Herpes simplex virus keratitis is a viral infection of the cornea caused by Herpes simplex. It is characterized in early stages by a linear arborizing pattern of opacification and swelling of epithelial cells called a dendrite (green arrow represent the histologic appearance of the dendrite captured in this rare image).
This involvement may be self limited or may in recurrent episodes progress to a severe keratouveitis with vision threatening consequences.Incidence/Prevalence:
In the US: Approximately 20,000 new cases of ocular HSV occur in the United States annually, and more than 28,000 reactivations occur in the United States annually. Of the US population, a history of external ocular HSV infection is present in 0.15%. HSV keratitis is one of the most frequent causes of corneal blindness in the United States with 500,000 people experiencing HSV-related ocular disease.Etiology:
Herpes simplex vius has been isolated from corneas in some cases of chronic stromal keratitis by culture, electron microscopy, PCR and immunohistochemistry.Clinical Findings:
The clinical manifestations vary according to the stage of infection. The first attacks are painful, with photophobia, tearing, ciliary injection. A dendrite composed of a plaque of opaque cells may be evident. This is followed by a dendritic ulcer, then a subepithelial infiltrate. There may be slight cell and flare. Vesicles and ulcers may occur concomitantly on the mucosa or lids.
In later attacks there may be a foreign body sensation and cornea becomes more hypoethestic.
The attacks may feature stromal keratouveitis with deeper ocular structures being involved. The cornea may show granular opacities or a florid necrotizing keratitis with ulceration. In the photograph, there is a discoid infiltrate (arrows 1) in a red eye with a severe inflammatory reaction (number 2). A Wessely ring (presumably immune in origin) may be present. Vascularization and scarring follow. There is usually epithelial edema, endothelial inflammation (see arrow 1 below) and uveitis.
There may be posterior synechiae, rubeosis irides, secondary glaucoma.Histopathology:
The overview of most pathology cases shows marked thinning of the central stroma (notice the thinned central stroma between the red arrows).

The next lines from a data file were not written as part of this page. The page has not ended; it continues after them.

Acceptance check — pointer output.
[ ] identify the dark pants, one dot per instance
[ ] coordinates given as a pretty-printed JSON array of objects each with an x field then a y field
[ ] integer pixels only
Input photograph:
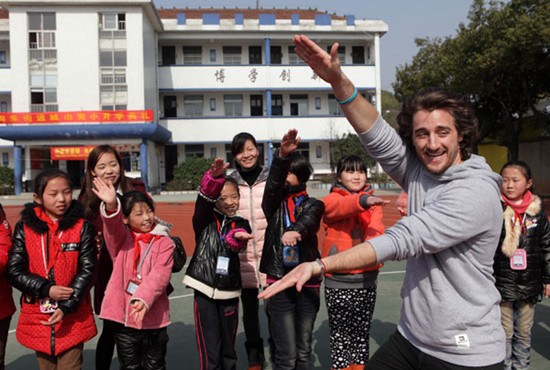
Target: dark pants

Previous ulceration leaves a stroma divot in which hyperplastic epithelium may partially fill the gap (red arrows). Sections generally show evidence of epithelial hydropic changes with disruption and an irregularly thinned, disrupted and frequently absent Bowman’s layer (arrow3) that may be replaced by inflammatory pannus.
There is accompanying chronic inflammation usually in the anterior stroma (arrow 2) but often in the posterior stroma in severe cases. There may be disruptions in Descemet’s membrane and a retrocorneal fibrous and inflammatory membrane. Note the pigmented laden macrophages arrow 1. The inflammation is often granulomatous. The finding of giant cells and histiocytes on Descemet’s membrane (arrows 4 and 5, respectively) or between Descemet’s membrane and the stroma should invoke a careful search for inclusions of Herpes keratitis.

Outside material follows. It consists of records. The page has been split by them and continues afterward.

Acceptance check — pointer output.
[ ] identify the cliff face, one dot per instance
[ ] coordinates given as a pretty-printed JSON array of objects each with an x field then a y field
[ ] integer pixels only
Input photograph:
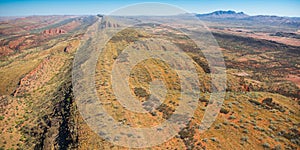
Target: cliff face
[{"x": 54, "y": 31}]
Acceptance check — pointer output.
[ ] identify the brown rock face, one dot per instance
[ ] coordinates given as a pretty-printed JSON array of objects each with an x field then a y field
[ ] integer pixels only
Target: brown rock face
[{"x": 54, "y": 31}]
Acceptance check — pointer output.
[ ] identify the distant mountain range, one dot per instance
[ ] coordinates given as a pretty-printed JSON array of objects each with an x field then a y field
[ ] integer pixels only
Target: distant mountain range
[{"x": 244, "y": 18}]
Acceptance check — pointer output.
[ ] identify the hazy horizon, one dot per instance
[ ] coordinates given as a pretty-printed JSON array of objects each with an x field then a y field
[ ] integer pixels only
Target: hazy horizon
[{"x": 287, "y": 8}]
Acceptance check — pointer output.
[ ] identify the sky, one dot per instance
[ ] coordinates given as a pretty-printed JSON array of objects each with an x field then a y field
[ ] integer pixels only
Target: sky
[{"x": 92, "y": 7}]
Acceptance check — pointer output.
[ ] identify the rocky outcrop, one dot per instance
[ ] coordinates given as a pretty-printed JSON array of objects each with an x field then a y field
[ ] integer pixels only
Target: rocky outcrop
[
  {"x": 54, "y": 31},
  {"x": 39, "y": 76}
]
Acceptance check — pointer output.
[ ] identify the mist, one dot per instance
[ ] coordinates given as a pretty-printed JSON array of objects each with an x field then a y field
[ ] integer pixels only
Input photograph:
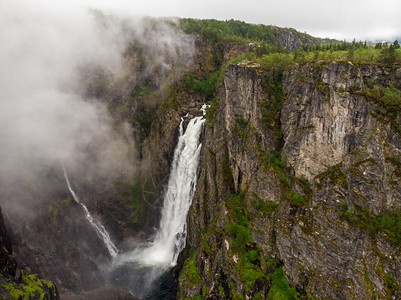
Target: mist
[{"x": 47, "y": 117}]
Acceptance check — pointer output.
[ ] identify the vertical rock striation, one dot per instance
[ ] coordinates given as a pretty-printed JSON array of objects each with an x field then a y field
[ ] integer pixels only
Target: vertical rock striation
[{"x": 315, "y": 186}]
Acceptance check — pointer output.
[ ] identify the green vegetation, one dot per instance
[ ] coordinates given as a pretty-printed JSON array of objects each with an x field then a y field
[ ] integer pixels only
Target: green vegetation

Immunohistochemistry may show reactivity of antibodies directed against Herpes antigens. In this case stromal keratocytes react strongly to anti-HSV 1&2 antigens (lighted arrow).

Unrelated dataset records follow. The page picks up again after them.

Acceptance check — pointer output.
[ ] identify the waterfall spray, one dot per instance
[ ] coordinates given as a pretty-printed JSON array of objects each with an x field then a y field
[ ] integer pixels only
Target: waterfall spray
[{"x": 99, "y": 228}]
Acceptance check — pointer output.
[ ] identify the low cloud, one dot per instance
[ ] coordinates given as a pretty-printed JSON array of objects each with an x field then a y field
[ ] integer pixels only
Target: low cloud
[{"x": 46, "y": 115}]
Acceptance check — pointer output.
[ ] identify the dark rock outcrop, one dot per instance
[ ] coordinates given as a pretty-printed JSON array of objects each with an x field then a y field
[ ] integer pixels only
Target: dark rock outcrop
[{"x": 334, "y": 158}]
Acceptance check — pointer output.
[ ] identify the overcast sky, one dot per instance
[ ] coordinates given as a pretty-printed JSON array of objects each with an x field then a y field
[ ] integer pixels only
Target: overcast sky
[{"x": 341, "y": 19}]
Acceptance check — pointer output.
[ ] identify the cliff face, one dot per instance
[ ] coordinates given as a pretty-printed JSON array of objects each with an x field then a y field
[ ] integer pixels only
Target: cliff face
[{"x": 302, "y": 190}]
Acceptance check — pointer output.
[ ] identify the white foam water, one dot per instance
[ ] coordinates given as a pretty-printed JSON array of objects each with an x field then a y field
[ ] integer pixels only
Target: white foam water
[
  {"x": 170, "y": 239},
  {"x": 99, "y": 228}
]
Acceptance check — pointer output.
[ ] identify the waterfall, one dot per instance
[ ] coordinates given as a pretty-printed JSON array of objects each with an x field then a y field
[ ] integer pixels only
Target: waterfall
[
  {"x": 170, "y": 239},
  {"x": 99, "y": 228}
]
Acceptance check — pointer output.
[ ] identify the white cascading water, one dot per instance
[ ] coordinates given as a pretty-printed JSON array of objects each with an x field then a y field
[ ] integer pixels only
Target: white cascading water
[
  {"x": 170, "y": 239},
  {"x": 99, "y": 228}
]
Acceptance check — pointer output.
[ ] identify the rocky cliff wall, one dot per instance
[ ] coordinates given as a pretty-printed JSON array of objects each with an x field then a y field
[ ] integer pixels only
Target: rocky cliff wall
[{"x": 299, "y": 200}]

Corneal scrapings obtained from a dendrite and prepared using the Giemsa stain will reveal the presence of intranuclear viral inclusions (Cowdry A) that have a ground glass appearance. Infected epithelial cells may coalesce to from multinucleated giant cells.Treatment:
Herpetic stromal keratitis can be treated with topical prednisolone drops every 2 hours accompanied by a prophylactic antiviral drug such as trifluridine or acyclovir. The steroid drops are tapered slowly and antiviral agent prevents reinfection with shed virus.Prognosis:
One of the hallmarks of herpes simplex virus (HSV) infection is the establishment of a lifelong latent infection accompanied by periods of recurrent disease. The course depends on the severity of recurrences and the ensuing complications including indolent and stromal ulceration, uveitis, synechiae, rubeosis irides, secondary infection and secondary glaucoma.